What will the sequence from the previous problem 61297 be converging towards if we choose \(x_1\) as equal to \(-1\) as the initial condition?
The iterative formula of Heron. Prove that the sequence of numbers \(\{x_n\}\) given by the conditions \(x_1 = 1\), \(x_{n + 1} = \frac 12 (x_n + k/x_n)\), converges. Find the limit of this sequence.
Method of iterations. In order to approximately solve an equation, it is allowed to write \(f (x) = x\), by using the iteration method. First, some number \(x_0\) is chosen, and then the sequence \(\{x_n\}\) is constructed according to the rule \(x_{n + 1} = f (x_n)\) (\(n \geq 0\)). Prove that if this sequence has the limit \(x * = \lim \limits_ {n \to \infty} x_n\), and the function \(f (x)\) is continuous, then this limit is the root of the original equation: \(f (x ^*) = x^*\).

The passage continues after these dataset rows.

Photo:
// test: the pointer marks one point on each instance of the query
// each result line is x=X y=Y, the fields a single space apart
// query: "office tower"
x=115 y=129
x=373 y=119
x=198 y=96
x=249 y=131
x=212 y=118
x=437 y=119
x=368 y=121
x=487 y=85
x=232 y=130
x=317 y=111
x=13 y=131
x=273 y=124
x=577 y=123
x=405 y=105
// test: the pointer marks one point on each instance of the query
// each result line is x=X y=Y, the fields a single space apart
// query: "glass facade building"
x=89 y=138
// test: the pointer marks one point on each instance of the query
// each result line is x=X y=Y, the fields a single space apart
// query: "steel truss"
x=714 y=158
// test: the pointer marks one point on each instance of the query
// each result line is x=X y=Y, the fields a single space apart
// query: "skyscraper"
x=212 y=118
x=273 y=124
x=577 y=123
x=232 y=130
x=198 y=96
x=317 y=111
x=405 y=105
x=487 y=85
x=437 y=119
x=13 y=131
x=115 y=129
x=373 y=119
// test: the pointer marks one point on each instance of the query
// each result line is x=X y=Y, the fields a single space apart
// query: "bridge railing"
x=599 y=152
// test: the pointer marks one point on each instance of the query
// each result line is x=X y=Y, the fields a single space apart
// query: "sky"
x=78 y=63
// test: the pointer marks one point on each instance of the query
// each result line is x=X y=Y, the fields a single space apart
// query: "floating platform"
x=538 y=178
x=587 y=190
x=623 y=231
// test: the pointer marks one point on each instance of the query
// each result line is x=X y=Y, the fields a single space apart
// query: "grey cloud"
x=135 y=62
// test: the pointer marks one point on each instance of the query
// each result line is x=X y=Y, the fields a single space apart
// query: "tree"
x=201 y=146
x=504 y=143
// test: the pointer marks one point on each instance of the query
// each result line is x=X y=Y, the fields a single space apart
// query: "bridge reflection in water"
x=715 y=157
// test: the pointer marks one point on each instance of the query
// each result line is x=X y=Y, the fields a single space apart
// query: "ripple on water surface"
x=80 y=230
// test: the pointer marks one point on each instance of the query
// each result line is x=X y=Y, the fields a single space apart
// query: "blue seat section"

The numbers \(a_1, a_2, \dots , a_k\) are such that the equality \(\lim\limits_{n\to\infty} (x_n + a_1x_{n - 1} + \dots + a_kx_{n - k}) = 0\) is possible only for those sequences \(\{x_n\}\) for which \(\lim\limits_{n\to\infty} x_n = 0\). Prove that all the roots of the polynomial P \((\lambda) = \lambda^k + a_1 \lambda^{k-1} + a_2 \lambda^{k -2} + \dots + a_k\) are modulo less than 1.
The algorithm of the approximate calculation of \(\sqrt[3]{a}\). The sequence \(\{a_n\}\) is defined by the following conditions: \(a_0 = a > 0\), \(a_{n + 1} = 1/3 (2a_n + a/a^2_n)\) (\(n \geq 0\)).
Prove that \(\lim\limits_{n\to\infty} a_n = \sqrt[3]{a}\).
The sequence of numbers \(\{a_n\}\) is given by \(a_1 = 1\), \(a_{n + 1} = 3a_n/4 + 1/a_n\) (\(n \geq 1\)). Prove that:
a) the sequence \(\{a_n\}\) converges;
b) \(|a_{1000} - 2| < (3/4)^{1000}\).
Find the limit of the sequence that is given by the following conditions \(a_1 = 2\), \(a_{n + 1} = a_n/2 + a_n^2/8\) (\(n \geq 1\)).